Since turning 50 Weir has had a bit of a career resurgence. He played a few events on the Korn Ferry Tour when he was 48 and 49 but he found it difficult to get into a competitive rhythm. When he was playing the PGA Tour, he said, he may miss a cut, but then he was able to get right back on the horse and play two or three weeks in a row and return to “that competitive flow.”

He's finding the same now on PGA Tour Champions, and especially as the level of competition is as high as it’s ever been.

“The power is the big difference. But outside of that, I mean, I’d put Steve Stricker’s wedge game against anybody in the world or Bernhard Langer’s putting against anybody in the world,” said Weir.

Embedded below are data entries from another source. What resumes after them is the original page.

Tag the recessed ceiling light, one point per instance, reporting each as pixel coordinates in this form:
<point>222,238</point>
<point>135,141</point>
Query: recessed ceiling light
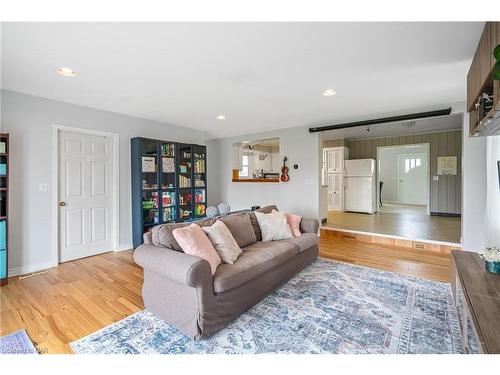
<point>67,72</point>
<point>329,92</point>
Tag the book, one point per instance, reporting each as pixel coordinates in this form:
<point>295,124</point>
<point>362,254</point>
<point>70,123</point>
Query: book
<point>148,164</point>
<point>168,165</point>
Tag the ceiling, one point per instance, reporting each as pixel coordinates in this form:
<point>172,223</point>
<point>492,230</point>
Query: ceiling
<point>260,76</point>
<point>427,125</point>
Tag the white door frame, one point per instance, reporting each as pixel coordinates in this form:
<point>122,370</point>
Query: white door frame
<point>56,129</point>
<point>427,151</point>
<point>400,156</point>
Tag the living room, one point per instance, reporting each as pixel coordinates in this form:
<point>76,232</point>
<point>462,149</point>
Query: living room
<point>165,188</point>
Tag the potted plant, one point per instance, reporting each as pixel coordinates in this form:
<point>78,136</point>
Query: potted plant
<point>491,257</point>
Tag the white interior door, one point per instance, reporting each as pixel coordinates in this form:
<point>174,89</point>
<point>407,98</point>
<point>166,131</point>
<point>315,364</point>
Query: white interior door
<point>334,160</point>
<point>412,173</point>
<point>334,191</point>
<point>85,195</point>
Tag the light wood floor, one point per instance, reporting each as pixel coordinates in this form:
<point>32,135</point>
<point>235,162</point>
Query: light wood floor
<point>72,300</point>
<point>80,297</point>
<point>399,220</point>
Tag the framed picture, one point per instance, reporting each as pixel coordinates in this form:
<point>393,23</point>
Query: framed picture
<point>148,164</point>
<point>447,165</point>
<point>498,165</point>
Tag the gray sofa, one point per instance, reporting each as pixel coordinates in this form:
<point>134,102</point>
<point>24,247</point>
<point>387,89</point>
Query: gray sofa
<point>180,288</point>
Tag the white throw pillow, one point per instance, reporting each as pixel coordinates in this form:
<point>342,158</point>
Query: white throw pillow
<point>223,241</point>
<point>274,226</point>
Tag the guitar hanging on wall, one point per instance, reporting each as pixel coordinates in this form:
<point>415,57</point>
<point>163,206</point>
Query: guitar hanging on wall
<point>284,171</point>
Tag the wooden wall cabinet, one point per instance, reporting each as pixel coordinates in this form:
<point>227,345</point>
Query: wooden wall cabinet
<point>479,78</point>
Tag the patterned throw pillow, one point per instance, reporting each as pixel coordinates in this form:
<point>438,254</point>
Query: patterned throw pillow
<point>274,226</point>
<point>294,222</point>
<point>223,241</point>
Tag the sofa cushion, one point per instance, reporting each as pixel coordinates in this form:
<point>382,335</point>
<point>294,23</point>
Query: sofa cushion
<point>267,209</point>
<point>254,261</point>
<point>161,235</point>
<point>241,228</point>
<point>194,241</point>
<point>255,222</point>
<point>223,241</point>
<point>293,222</point>
<point>304,242</point>
<point>274,226</point>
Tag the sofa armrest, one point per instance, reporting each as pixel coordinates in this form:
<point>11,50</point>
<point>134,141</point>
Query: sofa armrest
<point>309,225</point>
<point>179,267</point>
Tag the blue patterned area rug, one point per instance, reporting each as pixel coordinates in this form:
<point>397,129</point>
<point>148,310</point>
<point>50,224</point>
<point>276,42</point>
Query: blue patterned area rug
<point>329,307</point>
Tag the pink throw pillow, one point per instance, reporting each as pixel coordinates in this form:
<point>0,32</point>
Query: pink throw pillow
<point>294,223</point>
<point>194,241</point>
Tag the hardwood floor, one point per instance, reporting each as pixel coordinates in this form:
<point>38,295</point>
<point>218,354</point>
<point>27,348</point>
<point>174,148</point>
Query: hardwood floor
<point>399,220</point>
<point>408,261</point>
<point>72,300</point>
<point>80,297</point>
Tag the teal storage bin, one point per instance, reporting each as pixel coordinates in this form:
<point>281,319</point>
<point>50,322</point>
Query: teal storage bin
<point>3,264</point>
<point>3,235</point>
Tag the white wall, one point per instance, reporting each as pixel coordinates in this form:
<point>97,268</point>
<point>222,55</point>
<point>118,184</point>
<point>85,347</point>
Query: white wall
<point>388,158</point>
<point>300,195</point>
<point>493,192</point>
<point>29,121</point>
<point>473,189</point>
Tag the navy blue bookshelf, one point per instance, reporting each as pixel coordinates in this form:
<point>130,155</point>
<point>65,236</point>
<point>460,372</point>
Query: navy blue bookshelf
<point>168,184</point>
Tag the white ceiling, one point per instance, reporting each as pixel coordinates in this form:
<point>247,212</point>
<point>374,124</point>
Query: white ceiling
<point>261,76</point>
<point>393,129</point>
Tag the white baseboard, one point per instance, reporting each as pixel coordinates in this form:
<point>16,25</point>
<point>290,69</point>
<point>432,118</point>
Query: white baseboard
<point>29,268</point>
<point>123,247</point>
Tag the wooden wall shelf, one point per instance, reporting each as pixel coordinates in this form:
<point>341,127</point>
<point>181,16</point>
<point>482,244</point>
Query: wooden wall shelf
<point>272,180</point>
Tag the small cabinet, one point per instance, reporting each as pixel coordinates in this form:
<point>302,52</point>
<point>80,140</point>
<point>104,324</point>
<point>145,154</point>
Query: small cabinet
<point>333,176</point>
<point>480,82</point>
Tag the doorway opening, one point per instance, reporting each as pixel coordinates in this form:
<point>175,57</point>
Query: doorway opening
<point>403,179</point>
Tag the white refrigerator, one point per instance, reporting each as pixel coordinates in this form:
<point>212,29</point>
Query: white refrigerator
<point>360,186</point>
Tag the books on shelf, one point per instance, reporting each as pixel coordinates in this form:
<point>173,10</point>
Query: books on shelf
<point>199,166</point>
<point>168,199</point>
<point>168,214</point>
<point>199,196</point>
<point>168,165</point>
<point>199,210</point>
<point>168,150</point>
<point>148,164</point>
<point>184,181</point>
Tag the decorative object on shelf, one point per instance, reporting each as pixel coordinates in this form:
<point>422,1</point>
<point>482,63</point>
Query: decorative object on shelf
<point>223,209</point>
<point>491,256</point>
<point>284,171</point>
<point>212,211</point>
<point>148,164</point>
<point>168,165</point>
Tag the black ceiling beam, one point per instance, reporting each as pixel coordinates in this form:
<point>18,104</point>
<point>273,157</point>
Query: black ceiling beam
<point>382,120</point>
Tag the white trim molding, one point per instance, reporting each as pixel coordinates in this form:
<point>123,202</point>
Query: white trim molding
<point>56,129</point>
<point>30,268</point>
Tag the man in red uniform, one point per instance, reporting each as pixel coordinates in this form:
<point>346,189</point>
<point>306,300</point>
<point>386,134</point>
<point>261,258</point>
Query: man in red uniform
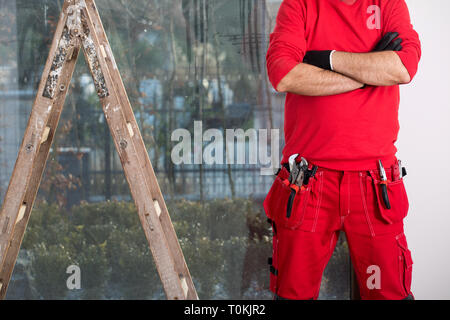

81st KitchenAid Senior PGA Championship
TULSA, OK - MAY 27: Mike Weir of Canada hits his tee shot on the fifth hole during the first round of the 81st KitchenAid Senior PGA Championship held at the Southern Hills Country Club on May 27, 2021 in Tulsa, Oklahoma. (Photo by Darren Carroll/PGA of America)
Credit: Darren Carroll/PGA of America/PGA

Now Weir, who will play the RBC Canadian Open when it makes its return to the PGA Tour schedule for the first time since 2019, is hoping he can stack his game up against some of the best in the world to win his first KitchenAid Senior PGA Championship.

But despite the championship’s trophy being on display before the tournament kicks off, there’s one very Canadian thing about Weir – he won’t be touching the 36-pound beauty until he wins it.

“It’s like the Stanley Cup of Champions Tour golf,” said Weir with a smile. “I didn’t want to touch it. I have the hockey superstition. I didn’t want to touch it – but it’s a beautiful trophy, one of the best trophies we are playing for out here.”

Weir tees off at 1:56 p.m. EST alongside Brandt Jobe and Robert Karlsson.